I’m loving the photo related projects that are popping up on kickstarter these days. I get 4-5 emails per week from people promoting their projects. Some of them suck. Some are fun. Others are downright dope. So, as we usher in a new era of DIY gadgetry and attempt to discover a future slew of products that might help us photogs + directors, I’m going to try to regularly recommend some kickstarters that have a little swagger. This week, I present, the Supraflux Video Camera Stabilizer with Brake.
You might have the eye of an auteur, but without smooth and stable footage your film is going to reek of amateurism.

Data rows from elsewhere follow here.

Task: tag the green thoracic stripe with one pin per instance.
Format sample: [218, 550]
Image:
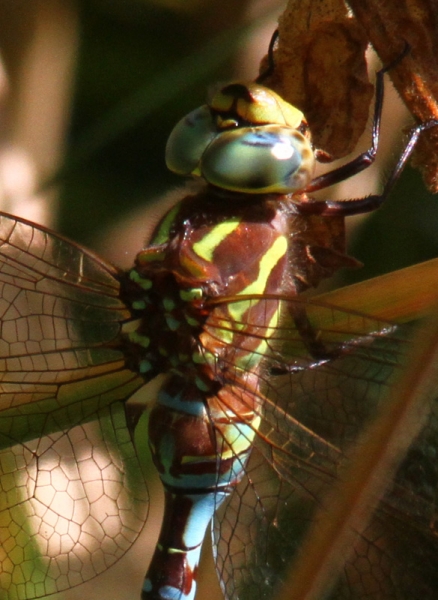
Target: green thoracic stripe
[162, 235]
[267, 263]
[205, 247]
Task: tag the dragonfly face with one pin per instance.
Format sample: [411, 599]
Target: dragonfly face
[246, 140]
[265, 395]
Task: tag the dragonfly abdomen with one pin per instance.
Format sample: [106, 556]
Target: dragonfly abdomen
[200, 446]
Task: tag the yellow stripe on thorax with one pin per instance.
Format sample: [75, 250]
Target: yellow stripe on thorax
[268, 261]
[208, 244]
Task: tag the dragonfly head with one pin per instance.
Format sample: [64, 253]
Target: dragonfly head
[246, 139]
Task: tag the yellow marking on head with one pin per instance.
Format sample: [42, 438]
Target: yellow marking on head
[208, 244]
[267, 263]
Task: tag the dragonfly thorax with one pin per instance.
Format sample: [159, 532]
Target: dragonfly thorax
[246, 139]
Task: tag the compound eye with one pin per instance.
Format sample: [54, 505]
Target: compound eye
[188, 141]
[255, 160]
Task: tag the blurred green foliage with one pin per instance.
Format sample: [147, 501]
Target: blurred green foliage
[142, 66]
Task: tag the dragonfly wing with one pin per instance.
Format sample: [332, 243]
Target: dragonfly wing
[313, 412]
[71, 497]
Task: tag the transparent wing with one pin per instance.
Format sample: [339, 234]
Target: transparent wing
[72, 499]
[313, 409]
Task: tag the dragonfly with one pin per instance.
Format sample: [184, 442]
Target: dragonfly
[264, 395]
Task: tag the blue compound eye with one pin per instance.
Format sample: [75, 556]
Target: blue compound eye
[188, 141]
[264, 159]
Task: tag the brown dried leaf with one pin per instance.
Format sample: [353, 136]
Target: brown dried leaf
[320, 67]
[389, 25]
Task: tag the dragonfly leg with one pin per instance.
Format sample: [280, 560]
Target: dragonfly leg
[310, 337]
[366, 159]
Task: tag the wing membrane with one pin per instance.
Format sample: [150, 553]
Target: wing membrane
[313, 412]
[72, 496]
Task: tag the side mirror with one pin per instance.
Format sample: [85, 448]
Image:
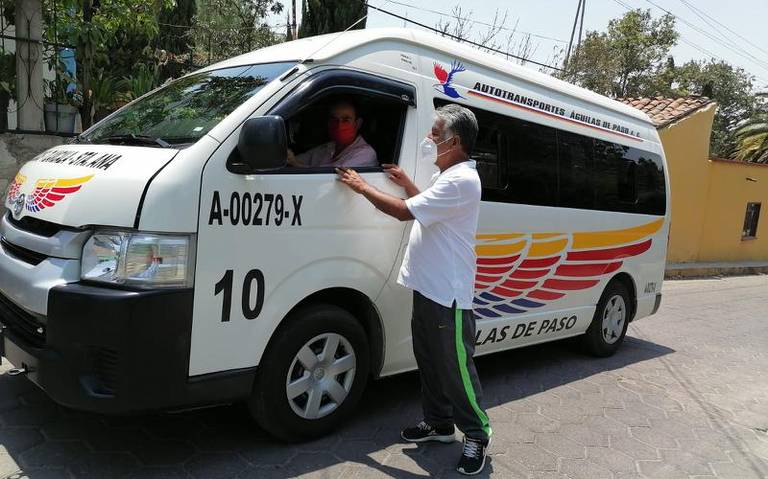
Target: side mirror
[262, 146]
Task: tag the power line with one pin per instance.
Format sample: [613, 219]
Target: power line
[739, 51]
[477, 22]
[724, 26]
[573, 32]
[457, 38]
[694, 45]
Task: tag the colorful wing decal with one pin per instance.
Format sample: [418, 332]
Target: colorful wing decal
[48, 192]
[519, 272]
[440, 73]
[14, 187]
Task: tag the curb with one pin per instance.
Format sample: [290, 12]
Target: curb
[702, 270]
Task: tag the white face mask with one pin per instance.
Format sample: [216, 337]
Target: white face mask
[428, 150]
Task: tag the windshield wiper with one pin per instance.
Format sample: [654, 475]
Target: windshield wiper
[131, 139]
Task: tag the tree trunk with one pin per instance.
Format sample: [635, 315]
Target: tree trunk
[5, 100]
[85, 58]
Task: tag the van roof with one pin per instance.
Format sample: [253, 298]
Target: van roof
[324, 47]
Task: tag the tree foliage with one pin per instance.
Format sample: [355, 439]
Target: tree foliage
[95, 28]
[729, 86]
[327, 16]
[626, 59]
[226, 28]
[632, 59]
[752, 135]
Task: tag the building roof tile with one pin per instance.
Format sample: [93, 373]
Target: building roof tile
[664, 111]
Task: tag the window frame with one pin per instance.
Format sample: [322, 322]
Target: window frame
[747, 228]
[507, 156]
[336, 81]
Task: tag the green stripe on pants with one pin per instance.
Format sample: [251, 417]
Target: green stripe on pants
[461, 353]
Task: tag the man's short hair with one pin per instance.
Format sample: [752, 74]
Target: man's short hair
[461, 122]
[346, 102]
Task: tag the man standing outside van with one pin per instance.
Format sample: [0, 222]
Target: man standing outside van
[439, 266]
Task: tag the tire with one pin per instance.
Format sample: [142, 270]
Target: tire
[310, 331]
[609, 325]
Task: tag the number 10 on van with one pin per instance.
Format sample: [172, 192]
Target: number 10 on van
[225, 286]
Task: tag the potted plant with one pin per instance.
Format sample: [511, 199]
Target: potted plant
[61, 105]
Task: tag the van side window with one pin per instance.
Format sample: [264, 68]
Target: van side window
[487, 153]
[576, 171]
[532, 164]
[344, 118]
[543, 166]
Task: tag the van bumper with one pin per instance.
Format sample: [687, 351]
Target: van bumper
[114, 351]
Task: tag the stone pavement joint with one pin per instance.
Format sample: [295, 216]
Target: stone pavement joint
[686, 396]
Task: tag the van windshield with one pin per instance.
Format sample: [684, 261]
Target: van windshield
[185, 109]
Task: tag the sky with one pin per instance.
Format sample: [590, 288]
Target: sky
[734, 31]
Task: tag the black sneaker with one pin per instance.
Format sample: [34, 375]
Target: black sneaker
[423, 432]
[473, 458]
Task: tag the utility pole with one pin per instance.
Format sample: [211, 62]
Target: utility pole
[579, 13]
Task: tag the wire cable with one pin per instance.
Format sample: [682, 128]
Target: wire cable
[454, 37]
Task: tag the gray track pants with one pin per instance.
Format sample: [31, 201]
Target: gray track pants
[444, 343]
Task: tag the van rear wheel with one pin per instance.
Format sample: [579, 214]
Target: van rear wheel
[609, 324]
[312, 375]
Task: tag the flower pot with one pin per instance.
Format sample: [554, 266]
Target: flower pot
[60, 118]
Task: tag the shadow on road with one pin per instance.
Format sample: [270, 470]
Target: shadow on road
[48, 441]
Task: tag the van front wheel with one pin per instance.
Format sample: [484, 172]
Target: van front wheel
[609, 325]
[312, 375]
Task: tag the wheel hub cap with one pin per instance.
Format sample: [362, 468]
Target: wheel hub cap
[614, 316]
[321, 376]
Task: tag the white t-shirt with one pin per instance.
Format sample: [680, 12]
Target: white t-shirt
[440, 261]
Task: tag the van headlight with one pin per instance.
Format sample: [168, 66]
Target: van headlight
[137, 259]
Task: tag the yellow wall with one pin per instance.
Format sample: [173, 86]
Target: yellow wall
[686, 146]
[709, 197]
[729, 193]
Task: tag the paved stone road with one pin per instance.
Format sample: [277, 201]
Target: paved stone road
[687, 396]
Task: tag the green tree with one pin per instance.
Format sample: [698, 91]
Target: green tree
[328, 16]
[89, 25]
[730, 87]
[225, 28]
[627, 59]
[751, 137]
[175, 35]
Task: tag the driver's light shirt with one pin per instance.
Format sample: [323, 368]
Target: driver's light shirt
[440, 260]
[359, 153]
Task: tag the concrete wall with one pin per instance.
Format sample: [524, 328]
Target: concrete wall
[709, 197]
[686, 146]
[729, 193]
[16, 149]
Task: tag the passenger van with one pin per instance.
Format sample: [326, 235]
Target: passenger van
[170, 258]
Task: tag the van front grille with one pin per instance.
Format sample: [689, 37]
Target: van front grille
[34, 225]
[28, 256]
[105, 362]
[21, 322]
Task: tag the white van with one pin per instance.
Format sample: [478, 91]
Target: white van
[169, 257]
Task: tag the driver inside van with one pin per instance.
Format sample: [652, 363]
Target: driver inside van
[347, 148]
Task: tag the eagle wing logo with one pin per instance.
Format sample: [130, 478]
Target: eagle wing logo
[14, 187]
[446, 78]
[519, 272]
[48, 192]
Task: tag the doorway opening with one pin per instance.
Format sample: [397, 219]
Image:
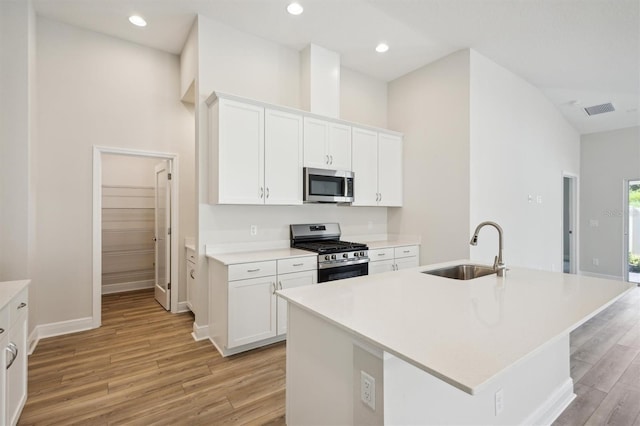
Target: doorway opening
[135, 212]
[632, 231]
[569, 220]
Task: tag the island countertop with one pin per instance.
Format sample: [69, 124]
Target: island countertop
[463, 332]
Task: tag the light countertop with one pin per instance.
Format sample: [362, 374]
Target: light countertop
[9, 289]
[464, 332]
[258, 256]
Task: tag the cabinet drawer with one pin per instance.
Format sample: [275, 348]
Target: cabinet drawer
[191, 255]
[406, 251]
[296, 264]
[243, 271]
[4, 322]
[18, 306]
[380, 254]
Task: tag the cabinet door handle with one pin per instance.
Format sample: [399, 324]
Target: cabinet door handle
[13, 350]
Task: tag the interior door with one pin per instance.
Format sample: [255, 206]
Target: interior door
[163, 235]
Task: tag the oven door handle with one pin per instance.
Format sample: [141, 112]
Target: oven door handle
[341, 264]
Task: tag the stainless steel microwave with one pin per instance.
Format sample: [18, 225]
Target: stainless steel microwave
[327, 186]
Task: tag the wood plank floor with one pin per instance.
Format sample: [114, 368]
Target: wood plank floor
[142, 367]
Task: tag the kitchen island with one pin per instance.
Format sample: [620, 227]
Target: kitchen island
[434, 350]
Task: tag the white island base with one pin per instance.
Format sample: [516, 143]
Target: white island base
[324, 365]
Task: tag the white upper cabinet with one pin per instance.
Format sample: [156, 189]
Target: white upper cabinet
[283, 157]
[377, 164]
[255, 154]
[327, 145]
[365, 167]
[390, 170]
[237, 153]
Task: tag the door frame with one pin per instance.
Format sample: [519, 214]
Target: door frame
[625, 228]
[98, 151]
[574, 218]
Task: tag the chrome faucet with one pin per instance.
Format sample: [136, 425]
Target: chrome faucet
[498, 264]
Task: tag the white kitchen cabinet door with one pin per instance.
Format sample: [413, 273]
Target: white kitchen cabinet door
[339, 146]
[292, 280]
[283, 158]
[316, 134]
[364, 159]
[389, 170]
[239, 156]
[252, 310]
[381, 266]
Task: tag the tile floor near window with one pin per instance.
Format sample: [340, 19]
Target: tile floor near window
[143, 367]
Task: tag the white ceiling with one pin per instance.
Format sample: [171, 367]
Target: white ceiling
[578, 52]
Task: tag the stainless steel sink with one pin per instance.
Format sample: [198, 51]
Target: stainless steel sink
[462, 272]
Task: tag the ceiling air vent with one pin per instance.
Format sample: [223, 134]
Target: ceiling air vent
[599, 109]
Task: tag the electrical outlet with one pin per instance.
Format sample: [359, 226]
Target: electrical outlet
[499, 401]
[368, 390]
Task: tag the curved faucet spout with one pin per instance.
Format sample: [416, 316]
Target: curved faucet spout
[498, 264]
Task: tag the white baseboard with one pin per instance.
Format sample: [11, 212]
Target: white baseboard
[554, 405]
[122, 287]
[58, 329]
[200, 332]
[183, 307]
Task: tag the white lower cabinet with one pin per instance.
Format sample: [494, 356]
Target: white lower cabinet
[13, 338]
[393, 259]
[245, 311]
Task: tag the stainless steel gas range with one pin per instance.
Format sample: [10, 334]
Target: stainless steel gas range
[336, 259]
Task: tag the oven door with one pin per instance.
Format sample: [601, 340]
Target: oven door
[342, 272]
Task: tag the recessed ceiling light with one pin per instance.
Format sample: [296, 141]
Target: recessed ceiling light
[382, 47]
[295, 8]
[137, 21]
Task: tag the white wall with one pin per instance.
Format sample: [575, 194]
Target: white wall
[431, 106]
[17, 106]
[95, 90]
[234, 62]
[520, 145]
[363, 99]
[607, 159]
[123, 170]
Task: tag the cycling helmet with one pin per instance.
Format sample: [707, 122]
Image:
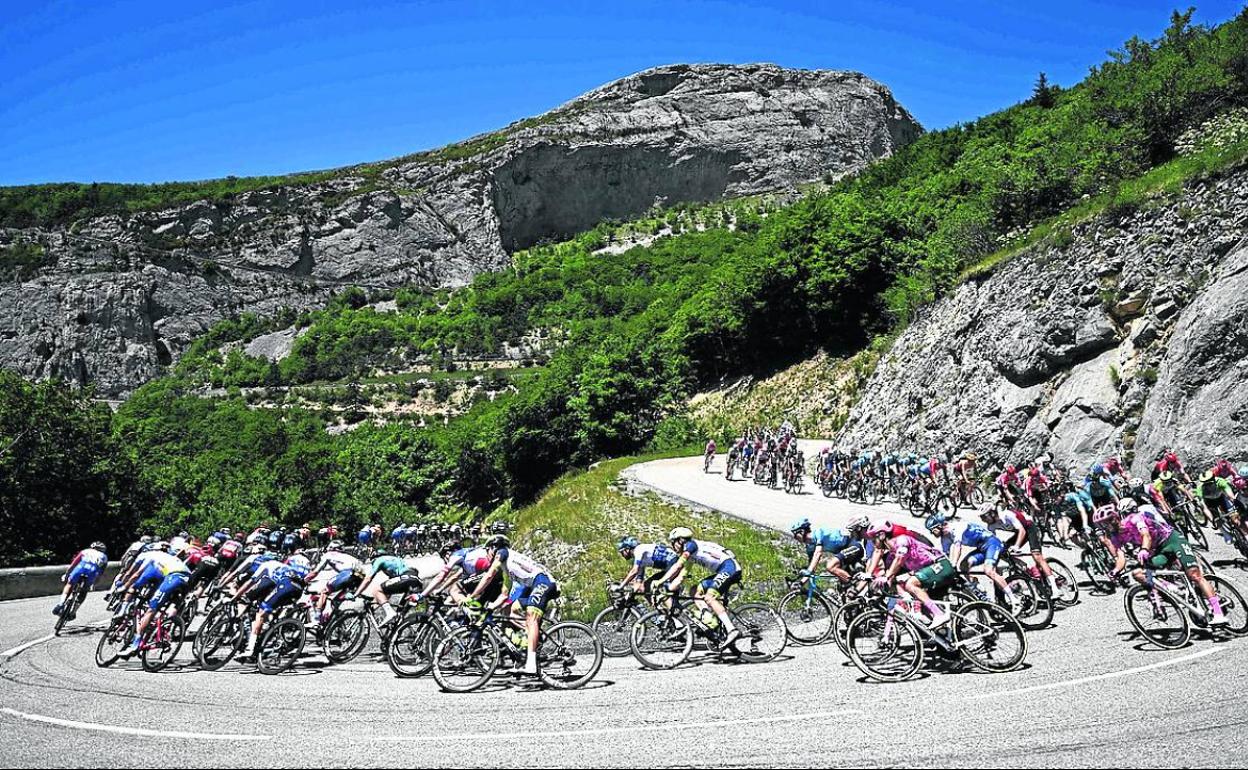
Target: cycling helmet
[680, 533]
[298, 560]
[877, 528]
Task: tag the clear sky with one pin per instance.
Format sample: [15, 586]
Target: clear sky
[155, 90]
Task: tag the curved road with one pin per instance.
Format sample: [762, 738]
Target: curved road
[1088, 696]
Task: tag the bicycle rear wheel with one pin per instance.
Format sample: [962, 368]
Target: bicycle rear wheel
[464, 659]
[808, 618]
[569, 655]
[280, 647]
[613, 627]
[989, 638]
[763, 632]
[411, 647]
[884, 647]
[662, 640]
[346, 635]
[161, 643]
[1157, 617]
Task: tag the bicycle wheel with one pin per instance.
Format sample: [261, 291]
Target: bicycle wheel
[411, 648]
[613, 627]
[1067, 584]
[885, 647]
[464, 659]
[989, 638]
[569, 655]
[763, 632]
[346, 635]
[1035, 612]
[280, 647]
[220, 639]
[662, 639]
[162, 640]
[111, 643]
[808, 618]
[1232, 604]
[1157, 617]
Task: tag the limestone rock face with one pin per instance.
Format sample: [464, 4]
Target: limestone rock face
[1131, 338]
[125, 295]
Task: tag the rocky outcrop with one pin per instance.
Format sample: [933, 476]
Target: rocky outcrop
[1130, 338]
[121, 296]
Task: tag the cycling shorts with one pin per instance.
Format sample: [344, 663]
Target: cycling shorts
[170, 588]
[539, 594]
[724, 578]
[937, 574]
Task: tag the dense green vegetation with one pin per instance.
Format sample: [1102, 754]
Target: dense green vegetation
[637, 332]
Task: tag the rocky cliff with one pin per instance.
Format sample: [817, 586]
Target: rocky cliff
[1130, 337]
[119, 297]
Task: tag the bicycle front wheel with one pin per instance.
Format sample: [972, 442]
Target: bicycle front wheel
[884, 647]
[569, 655]
[989, 638]
[763, 632]
[464, 659]
[613, 627]
[1157, 617]
[662, 640]
[808, 618]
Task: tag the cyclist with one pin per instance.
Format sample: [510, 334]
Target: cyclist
[649, 555]
[87, 567]
[170, 574]
[1158, 544]
[926, 568]
[723, 567]
[840, 548]
[1020, 533]
[971, 544]
[533, 589]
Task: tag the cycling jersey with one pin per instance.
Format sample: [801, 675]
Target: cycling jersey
[653, 555]
[522, 568]
[708, 554]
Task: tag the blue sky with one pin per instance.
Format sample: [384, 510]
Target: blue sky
[146, 90]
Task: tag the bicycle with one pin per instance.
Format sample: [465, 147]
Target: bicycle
[808, 610]
[568, 654]
[1165, 608]
[889, 642]
[664, 637]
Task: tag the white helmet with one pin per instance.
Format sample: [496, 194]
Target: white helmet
[680, 533]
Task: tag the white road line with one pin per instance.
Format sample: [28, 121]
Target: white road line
[589, 731]
[145, 733]
[1071, 683]
[13, 652]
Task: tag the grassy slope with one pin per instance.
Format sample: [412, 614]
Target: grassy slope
[573, 528]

The folks at Supraflux brought video stabilization to the masses with the geeky-but-effective Picosteady, a hand-held camera stabilizer. Back by customer demand for a heavier-duty stabilizer to accommodate larger cameras, Supraflux’s new Kickstarter campaign, introduces said larger stabilizer with a cool feature that they call the Brake.
The Brake is an electronic locking device that locks one axis of the stabilizer with the touch of the button, allowing for 2 free-floating axes and eliminating the need to touch the stabilizer with the free hand in order to turn the camera. (a problem we’ve noted on the expensive but pretty good Merlin Steadicam that we’ve owned for years.) So this is Supraflux’s solution. Haven’t tried the prototype myself, but they could be onto something.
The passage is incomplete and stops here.